Now, I want to see how these values depend on some other variables, which are:
- Variable $x_1^{(i)}$ is the population of the city where airport $i$ is located.
- Variable $x_2^{(i)}$ is the number of hotels within 100km from airport $i$.
- Variable $x_3^{(i)}$ is the GDP (Gross Domestic Product) of the city where airport $i$ is located.
I have all those data, so they are given for each airport in 2009.
So I adjust a linear model, like this: $$\log{D_i}=\beta_0+\beta_1\log{x_1^{(i)}}+\beta_2\log{x_2^{(i)}}+\beta_3\log{x_3^{(i)}}$$ where, again, $i=1,2,\ldots,m$ (m is the total number of airports I have in my database). I successfully adjusted this model using MATLAB (but it can also be done by hand), and got the following values for our 4 parameters $\{\beta_0, \beta_1, \beta_2, \beta_3\}$:
- $\beta_0=-2$
- $\beta_1=0.15$
- $\beta_2=-0.1$
- $\beta_3=0.20$
Now I'm trying to understand the meaning of these values. More specifically, their sign. For example, $\beta_3=0.20>0$, so our linear model says that the greater the GDP in airport $i$ the more passengers its airport will experience in year 2009, which seems pretty logical to me.
I don't agree that $\beta_2<0$. Shouldn't air traffic increase in airport $i$ as the number of hotels increase?
And what I totally don't understand is the sign of $\beta_0$, which I can't seem to relate with the rest of the variables. Why is $\beta_0$ negative and what does this mean, qualitatively speaking?
Where $x_1 = x_2 = x_3 = 1$ than $\log D = \beta_0$ so $D=e^{\beta_0}$. I.e., you can view $\beta_0$ (intercept) as a baseline number of ($\log$) airports where all the other variables are $0$. So, in your case it leads to a less then one airport.

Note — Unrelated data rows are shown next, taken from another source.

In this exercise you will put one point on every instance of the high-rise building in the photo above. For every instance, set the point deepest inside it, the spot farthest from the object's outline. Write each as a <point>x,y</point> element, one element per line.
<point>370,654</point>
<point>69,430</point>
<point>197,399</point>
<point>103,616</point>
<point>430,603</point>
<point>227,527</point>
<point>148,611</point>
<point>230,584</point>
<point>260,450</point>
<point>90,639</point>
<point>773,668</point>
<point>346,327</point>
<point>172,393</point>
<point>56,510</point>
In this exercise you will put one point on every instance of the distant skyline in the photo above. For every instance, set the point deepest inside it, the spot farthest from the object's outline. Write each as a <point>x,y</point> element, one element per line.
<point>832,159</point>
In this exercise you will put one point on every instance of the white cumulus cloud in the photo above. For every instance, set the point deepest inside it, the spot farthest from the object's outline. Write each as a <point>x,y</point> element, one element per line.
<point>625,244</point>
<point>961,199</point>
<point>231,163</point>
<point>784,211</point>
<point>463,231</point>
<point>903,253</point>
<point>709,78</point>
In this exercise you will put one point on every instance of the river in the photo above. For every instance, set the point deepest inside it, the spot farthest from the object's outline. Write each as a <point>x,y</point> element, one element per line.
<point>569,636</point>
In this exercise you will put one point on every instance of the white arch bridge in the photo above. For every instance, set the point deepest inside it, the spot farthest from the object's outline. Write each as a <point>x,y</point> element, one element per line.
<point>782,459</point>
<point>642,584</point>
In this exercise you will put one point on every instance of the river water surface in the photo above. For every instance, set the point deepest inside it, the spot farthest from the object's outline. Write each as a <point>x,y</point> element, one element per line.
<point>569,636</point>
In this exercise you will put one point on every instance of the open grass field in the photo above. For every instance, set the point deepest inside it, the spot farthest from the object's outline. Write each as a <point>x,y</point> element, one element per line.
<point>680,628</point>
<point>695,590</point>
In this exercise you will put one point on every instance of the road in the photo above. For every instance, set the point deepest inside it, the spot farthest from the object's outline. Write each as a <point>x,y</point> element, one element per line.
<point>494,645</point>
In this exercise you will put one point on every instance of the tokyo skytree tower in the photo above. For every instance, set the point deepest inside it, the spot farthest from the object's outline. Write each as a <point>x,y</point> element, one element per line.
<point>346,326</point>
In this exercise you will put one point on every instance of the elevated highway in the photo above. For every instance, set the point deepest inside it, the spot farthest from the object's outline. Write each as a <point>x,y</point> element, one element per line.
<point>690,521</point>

Whether it is logical or not (as the negative sign of $\beta_2$) is a socioeconomic question rather than mathematical or statistical. From a technical point of view, biased estimators may occur in a case of model missspecification, particularity when you omit valuable explanatory variables. Therefore, if the signs of the estimators are wrong from a theoretical perspective, then you can try to collect more variables or/and estimate another model.